If you remain puzzled as to how one can be so certain that the town’s chances of winning are essentially nil, I am certainly emboldened by the fact, noted in the earlier column, that KP Law, P.C., the same firm that Great Barrington has employed to defend this suit, apparently shares my views. After nearly two years of litigation, KP Law advised the town of Uxbridge to settle a nearly identical lawsuit, returning about 80 percent of the CIF to the cannabis dispensary because Uxbridge had no viable defense. Maybe a bit inside baseball, but in order to avoid credibility issues with the courts and for other ethical reasons, it is unusual to see a law firm simultaneously take two opposing positions on the same legal matter, but it is not for me to judge.

The good news, if there is any good news, is that the dispensaries commenced their lawsuit before the Warrant for the Town Meeting has been finalized. As of last month, Great Barrington had about $4.98 million of collected CIF in its “free cash” account. While we can do nothing now about the fact that Great Barrington previously distributed $1.4 million in CIF to worthy causes, it is not too late for the Finance Committee, at its March 19, 2024 meeting, to suspend further distributions. As they say, when you are in a mess, don’t make it worse. The Finance Committee has the ability to not make things worse.

It is unfortunate that this matter was not resolved prior to litigation.
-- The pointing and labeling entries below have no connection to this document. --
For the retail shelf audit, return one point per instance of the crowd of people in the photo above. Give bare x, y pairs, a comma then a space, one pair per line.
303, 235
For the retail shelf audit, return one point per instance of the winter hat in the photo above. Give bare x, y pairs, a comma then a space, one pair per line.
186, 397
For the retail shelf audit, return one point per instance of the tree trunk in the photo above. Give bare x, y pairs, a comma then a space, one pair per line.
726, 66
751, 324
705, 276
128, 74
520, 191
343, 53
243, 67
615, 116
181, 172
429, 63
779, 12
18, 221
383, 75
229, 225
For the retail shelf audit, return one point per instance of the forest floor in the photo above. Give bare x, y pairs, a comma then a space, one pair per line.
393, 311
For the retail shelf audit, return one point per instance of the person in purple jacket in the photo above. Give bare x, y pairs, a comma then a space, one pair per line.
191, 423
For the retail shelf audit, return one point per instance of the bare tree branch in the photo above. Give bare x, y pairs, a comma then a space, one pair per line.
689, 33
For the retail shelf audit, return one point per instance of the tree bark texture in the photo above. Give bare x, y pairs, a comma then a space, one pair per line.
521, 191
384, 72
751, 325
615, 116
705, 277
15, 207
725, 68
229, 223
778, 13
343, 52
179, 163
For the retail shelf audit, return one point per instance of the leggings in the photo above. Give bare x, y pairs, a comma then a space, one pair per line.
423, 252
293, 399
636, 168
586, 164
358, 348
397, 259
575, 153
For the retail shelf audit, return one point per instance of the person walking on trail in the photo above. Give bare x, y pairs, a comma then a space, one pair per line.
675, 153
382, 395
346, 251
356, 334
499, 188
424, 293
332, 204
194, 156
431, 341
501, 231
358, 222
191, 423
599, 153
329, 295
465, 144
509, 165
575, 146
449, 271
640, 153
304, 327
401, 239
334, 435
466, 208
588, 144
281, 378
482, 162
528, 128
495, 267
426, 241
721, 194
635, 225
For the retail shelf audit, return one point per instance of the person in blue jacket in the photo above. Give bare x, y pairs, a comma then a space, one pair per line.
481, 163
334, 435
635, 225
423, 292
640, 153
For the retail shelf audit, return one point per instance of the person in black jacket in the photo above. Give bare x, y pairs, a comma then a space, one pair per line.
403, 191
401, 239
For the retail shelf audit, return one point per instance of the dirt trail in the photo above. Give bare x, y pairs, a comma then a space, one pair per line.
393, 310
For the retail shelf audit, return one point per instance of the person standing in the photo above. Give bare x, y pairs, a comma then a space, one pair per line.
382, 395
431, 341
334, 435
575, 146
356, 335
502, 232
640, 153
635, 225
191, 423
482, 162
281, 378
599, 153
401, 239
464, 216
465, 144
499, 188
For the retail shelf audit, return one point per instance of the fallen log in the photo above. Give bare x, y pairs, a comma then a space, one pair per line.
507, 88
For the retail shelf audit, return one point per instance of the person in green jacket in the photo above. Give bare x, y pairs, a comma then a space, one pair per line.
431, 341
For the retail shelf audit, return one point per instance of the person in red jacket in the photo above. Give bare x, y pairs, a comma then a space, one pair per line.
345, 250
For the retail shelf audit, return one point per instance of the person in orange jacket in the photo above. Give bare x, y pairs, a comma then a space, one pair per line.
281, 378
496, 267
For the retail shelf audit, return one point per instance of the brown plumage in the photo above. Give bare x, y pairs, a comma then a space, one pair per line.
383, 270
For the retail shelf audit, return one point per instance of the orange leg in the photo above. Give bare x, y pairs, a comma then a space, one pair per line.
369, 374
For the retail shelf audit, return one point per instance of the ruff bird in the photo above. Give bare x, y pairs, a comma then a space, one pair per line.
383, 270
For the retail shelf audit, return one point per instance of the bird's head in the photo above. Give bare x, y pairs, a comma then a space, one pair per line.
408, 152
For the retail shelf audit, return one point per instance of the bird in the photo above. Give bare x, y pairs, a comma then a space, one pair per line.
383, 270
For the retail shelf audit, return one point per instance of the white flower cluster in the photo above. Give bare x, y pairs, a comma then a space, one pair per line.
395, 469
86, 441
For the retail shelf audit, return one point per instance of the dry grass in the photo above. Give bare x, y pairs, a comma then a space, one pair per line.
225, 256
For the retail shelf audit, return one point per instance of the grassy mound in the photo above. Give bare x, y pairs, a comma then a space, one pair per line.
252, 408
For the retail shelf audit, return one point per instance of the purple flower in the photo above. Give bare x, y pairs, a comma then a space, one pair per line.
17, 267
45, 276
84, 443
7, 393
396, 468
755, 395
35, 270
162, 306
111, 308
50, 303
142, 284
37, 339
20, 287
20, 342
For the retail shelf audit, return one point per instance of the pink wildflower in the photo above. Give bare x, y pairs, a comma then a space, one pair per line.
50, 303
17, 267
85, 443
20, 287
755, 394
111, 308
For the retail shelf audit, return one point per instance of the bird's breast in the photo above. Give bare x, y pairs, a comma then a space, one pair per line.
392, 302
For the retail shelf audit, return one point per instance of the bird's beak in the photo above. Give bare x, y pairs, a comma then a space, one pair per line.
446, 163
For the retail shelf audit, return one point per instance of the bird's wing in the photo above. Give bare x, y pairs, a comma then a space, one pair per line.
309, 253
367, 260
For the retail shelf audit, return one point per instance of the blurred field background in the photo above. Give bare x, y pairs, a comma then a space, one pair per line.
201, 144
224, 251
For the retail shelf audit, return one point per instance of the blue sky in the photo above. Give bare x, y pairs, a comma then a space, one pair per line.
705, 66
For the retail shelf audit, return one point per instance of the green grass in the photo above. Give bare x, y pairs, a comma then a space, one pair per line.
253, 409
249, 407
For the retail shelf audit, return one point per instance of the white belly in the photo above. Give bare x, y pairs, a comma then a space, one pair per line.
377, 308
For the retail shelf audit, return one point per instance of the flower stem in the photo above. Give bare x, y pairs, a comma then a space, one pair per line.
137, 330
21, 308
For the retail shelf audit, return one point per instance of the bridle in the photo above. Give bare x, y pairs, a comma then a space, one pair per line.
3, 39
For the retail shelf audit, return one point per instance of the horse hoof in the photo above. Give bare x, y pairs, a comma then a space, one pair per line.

Shockingly few people believe that every time a lawyer bills a client an angel gets its wings. When I am the taxpayer, I agree with the vast majority on this point. If the cannabis dispensaries succeed, as they will, the town will be responsible for its attorney’s fees, the dispensaries’ potentially considerable attorney’s fees, the return of all CIF (including sums previously distributed), and prejudgment interest growing at 12 percent per year. Ouch.

Hopefully on Tuesday night, the Finance Committee will consider the risks and rewards of distributing funds belonging to others and reconsider the proposed $1.5 million distribution on the draft Town Meeting Warrant. Given the dispensaries’ very legitimate claims, all currently held CIF should remain in trust until such time as the pending litigation is resolved. Proceeding otherwise would be unwarranted.